The COVID-19 pandemic has become a terrible test for the whole world. Even the United States, with its claims to superpower, cannot control the coronavirus. The most interesting thing is that Washington began to prepare for something like this many years ago.
The Foreign Policy publication recalled that, back in 2001, almost immediately after the September 11 attacks, the Pentagon conducted large-scale exercises to combat the consequences of a biological attack against the United States, using smallpox by an unknown enemy. The exercises were called “Dark Winter”.

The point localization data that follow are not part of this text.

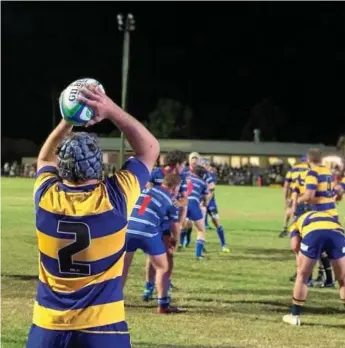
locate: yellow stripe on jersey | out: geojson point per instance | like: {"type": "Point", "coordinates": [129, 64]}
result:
{"type": "Point", "coordinates": [73, 284]}
{"type": "Point", "coordinates": [81, 238]}
{"type": "Point", "coordinates": [42, 178]}
{"type": "Point", "coordinates": [92, 316]}
{"type": "Point", "coordinates": [298, 175]}
{"type": "Point", "coordinates": [314, 221]}
{"type": "Point", "coordinates": [77, 203]}
{"type": "Point", "coordinates": [127, 180]}
{"type": "Point", "coordinates": [99, 249]}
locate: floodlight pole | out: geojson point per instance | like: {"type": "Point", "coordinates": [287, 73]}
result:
{"type": "Point", "coordinates": [127, 25]}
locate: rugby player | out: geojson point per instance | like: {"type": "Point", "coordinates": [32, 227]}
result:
{"type": "Point", "coordinates": [212, 208]}
{"type": "Point", "coordinates": [81, 224]}
{"type": "Point", "coordinates": [199, 195]}
{"type": "Point", "coordinates": [290, 179]}
{"type": "Point", "coordinates": [319, 194]}
{"type": "Point", "coordinates": [174, 162]}
{"type": "Point", "coordinates": [312, 234]}
{"type": "Point", "coordinates": [186, 232]}
{"type": "Point", "coordinates": [144, 232]}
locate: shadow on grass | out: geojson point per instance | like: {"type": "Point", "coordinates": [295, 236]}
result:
{"type": "Point", "coordinates": [279, 306]}
{"type": "Point", "coordinates": [152, 345]}
{"type": "Point", "coordinates": [255, 230]}
{"type": "Point", "coordinates": [20, 342]}
{"type": "Point", "coordinates": [23, 277]}
{"type": "Point", "coordinates": [324, 325]}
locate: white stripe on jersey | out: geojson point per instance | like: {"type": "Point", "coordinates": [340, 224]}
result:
{"type": "Point", "coordinates": [140, 233]}
{"type": "Point", "coordinates": [148, 210]}
{"type": "Point", "coordinates": [142, 221]}
{"type": "Point", "coordinates": [162, 194]}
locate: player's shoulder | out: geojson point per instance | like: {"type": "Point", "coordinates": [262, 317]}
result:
{"type": "Point", "coordinates": [157, 172]}
{"type": "Point", "coordinates": [133, 174]}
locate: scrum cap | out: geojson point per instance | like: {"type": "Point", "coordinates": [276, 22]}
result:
{"type": "Point", "coordinates": [80, 158]}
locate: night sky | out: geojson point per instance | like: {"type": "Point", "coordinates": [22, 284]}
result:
{"type": "Point", "coordinates": [276, 66]}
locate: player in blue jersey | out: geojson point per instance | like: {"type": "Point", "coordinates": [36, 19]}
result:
{"type": "Point", "coordinates": [312, 234]}
{"type": "Point", "coordinates": [319, 194]}
{"type": "Point", "coordinates": [174, 162]}
{"type": "Point", "coordinates": [197, 196]}
{"type": "Point", "coordinates": [145, 232]}
{"type": "Point", "coordinates": [194, 160]}
{"type": "Point", "coordinates": [212, 208]}
{"type": "Point", "coordinates": [81, 224]}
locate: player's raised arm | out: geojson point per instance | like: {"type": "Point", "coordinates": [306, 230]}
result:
{"type": "Point", "coordinates": [144, 144]}
{"type": "Point", "coordinates": [311, 182]}
{"type": "Point", "coordinates": [47, 155]}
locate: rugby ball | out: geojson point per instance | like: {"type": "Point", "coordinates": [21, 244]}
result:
{"type": "Point", "coordinates": [73, 111]}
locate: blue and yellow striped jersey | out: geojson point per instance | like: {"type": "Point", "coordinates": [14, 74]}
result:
{"type": "Point", "coordinates": [321, 180]}
{"type": "Point", "coordinates": [314, 221]}
{"type": "Point", "coordinates": [81, 241]}
{"type": "Point", "coordinates": [296, 176]}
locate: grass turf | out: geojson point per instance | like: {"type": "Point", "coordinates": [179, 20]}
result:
{"type": "Point", "coordinates": [231, 300]}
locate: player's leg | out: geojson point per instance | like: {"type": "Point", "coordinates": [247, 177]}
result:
{"type": "Point", "coordinates": [339, 272]}
{"type": "Point", "coordinates": [108, 336]}
{"type": "Point", "coordinates": [132, 244]}
{"type": "Point", "coordinates": [207, 226]}
{"type": "Point", "coordinates": [326, 263]}
{"type": "Point", "coordinates": [156, 249]}
{"type": "Point", "coordinates": [41, 338]}
{"type": "Point", "coordinates": [160, 262]}
{"type": "Point", "coordinates": [150, 275]}
{"type": "Point", "coordinates": [199, 222]}
{"type": "Point", "coordinates": [186, 233]}
{"type": "Point", "coordinates": [170, 256]}
{"type": "Point", "coordinates": [213, 210]}
{"type": "Point", "coordinates": [311, 248]}
{"type": "Point", "coordinates": [300, 291]}
{"type": "Point", "coordinates": [310, 280]}
{"type": "Point", "coordinates": [127, 263]}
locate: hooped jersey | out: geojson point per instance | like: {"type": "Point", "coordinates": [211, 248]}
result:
{"type": "Point", "coordinates": [153, 209]}
{"type": "Point", "coordinates": [314, 221]}
{"type": "Point", "coordinates": [320, 179]}
{"type": "Point", "coordinates": [81, 241]}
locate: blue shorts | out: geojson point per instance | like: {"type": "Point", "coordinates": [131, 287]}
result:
{"type": "Point", "coordinates": [149, 245]}
{"type": "Point", "coordinates": [212, 208]}
{"type": "Point", "coordinates": [165, 228]}
{"type": "Point", "coordinates": [109, 336]}
{"type": "Point", "coordinates": [317, 242]}
{"type": "Point", "coordinates": [301, 209]}
{"type": "Point", "coordinates": [194, 212]}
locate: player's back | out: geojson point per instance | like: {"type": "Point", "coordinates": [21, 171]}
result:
{"type": "Point", "coordinates": [198, 188]}
{"type": "Point", "coordinates": [297, 177]}
{"type": "Point", "coordinates": [157, 176]}
{"type": "Point", "coordinates": [150, 211]}
{"type": "Point", "coordinates": [320, 179]}
{"type": "Point", "coordinates": [81, 239]}
{"type": "Point", "coordinates": [317, 221]}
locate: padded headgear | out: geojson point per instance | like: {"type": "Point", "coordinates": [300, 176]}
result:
{"type": "Point", "coordinates": [80, 158]}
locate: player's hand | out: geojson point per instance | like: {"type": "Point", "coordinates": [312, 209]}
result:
{"type": "Point", "coordinates": [101, 104]}
{"type": "Point", "coordinates": [289, 212]}
{"type": "Point", "coordinates": [172, 244]}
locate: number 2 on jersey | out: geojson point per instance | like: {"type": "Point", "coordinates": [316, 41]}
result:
{"type": "Point", "coordinates": [329, 186]}
{"type": "Point", "coordinates": [144, 204]}
{"type": "Point", "coordinates": [82, 240]}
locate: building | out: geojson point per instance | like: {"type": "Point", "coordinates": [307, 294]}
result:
{"type": "Point", "coordinates": [233, 153]}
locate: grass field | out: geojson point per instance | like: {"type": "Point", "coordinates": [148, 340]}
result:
{"type": "Point", "coordinates": [234, 300]}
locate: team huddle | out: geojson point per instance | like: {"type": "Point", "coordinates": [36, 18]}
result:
{"type": "Point", "coordinates": [89, 228]}
{"type": "Point", "coordinates": [310, 194]}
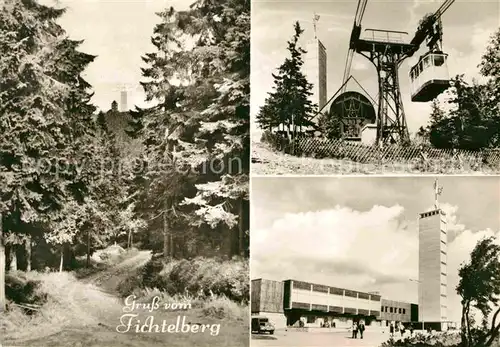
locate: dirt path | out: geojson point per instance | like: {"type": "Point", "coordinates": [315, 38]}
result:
{"type": "Point", "coordinates": [100, 310]}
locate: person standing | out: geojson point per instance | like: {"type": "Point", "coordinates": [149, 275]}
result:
{"type": "Point", "coordinates": [361, 329]}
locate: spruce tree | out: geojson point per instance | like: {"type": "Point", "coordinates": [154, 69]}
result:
{"type": "Point", "coordinates": [200, 125]}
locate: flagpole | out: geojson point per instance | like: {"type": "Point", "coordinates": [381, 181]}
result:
{"type": "Point", "coordinates": [437, 191]}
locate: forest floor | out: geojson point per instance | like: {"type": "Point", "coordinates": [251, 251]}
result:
{"type": "Point", "coordinates": [96, 303]}
{"type": "Point", "coordinates": [266, 161]}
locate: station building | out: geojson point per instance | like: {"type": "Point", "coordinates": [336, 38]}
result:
{"type": "Point", "coordinates": [286, 303]}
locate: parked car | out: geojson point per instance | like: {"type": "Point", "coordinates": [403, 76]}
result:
{"type": "Point", "coordinates": [262, 325]}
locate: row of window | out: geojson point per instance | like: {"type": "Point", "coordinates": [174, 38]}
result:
{"type": "Point", "coordinates": [398, 310]}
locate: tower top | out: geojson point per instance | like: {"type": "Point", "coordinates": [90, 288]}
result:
{"type": "Point", "coordinates": [437, 192]}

The action was organized by the Health Safety Center and the Washington Center for Strategic and International Studies (CSIS). The task was to check how the governing bodies will function in the event of a biological war. For natural simulations, not only the military were involved, but also the real ones. policy: Senator Sam Nunn played the role of US President, and Frank Wisner, staff diplomat, was the head of the State Department. The scene was chosen the city of Oklahoma City and its suburbs.
What subjects were subjected to in 2001 is very reminiscent of current events. The “leadership of the country” had to make decisions in the context of a rapidly developing epidemic with a shortage of vaccines and the inability of the health system to adequately respond to challenges. The situation at the exercises was constantly deteriorating: due to lack of food in stores, the population began to scatter outside the quarantine or riot, and mass protests had to be suppressed by the National Guard.
Exercises to combat the biological attack on the United States ended on the second day. Subsequently, reporting on the results of the simulation, Senator Sam Nunn stated:
It would be much easier for us to cope with the consequences of the terrorist explosion.
The 2001 experiment clearly showed what difficulties the United States of America might face in the event of a pandemic. At the same time, the organizers came to the conclusion that, as such, a biological attack will not create a threat to the integrity of the state. Andrew Lakoff, a professor of sociology at the University of Southern California, who studied Dark Winter and its influence, stated:
Dark Winter was an exercise designed to push the system to failure in order to learn about its vulnerabilities. The lessons of the "Dark Winter" formed a policy of biological preparedness for the next 10 years.
The results of the simulation were reported to the administration of President George W. Bush and to the US Congress.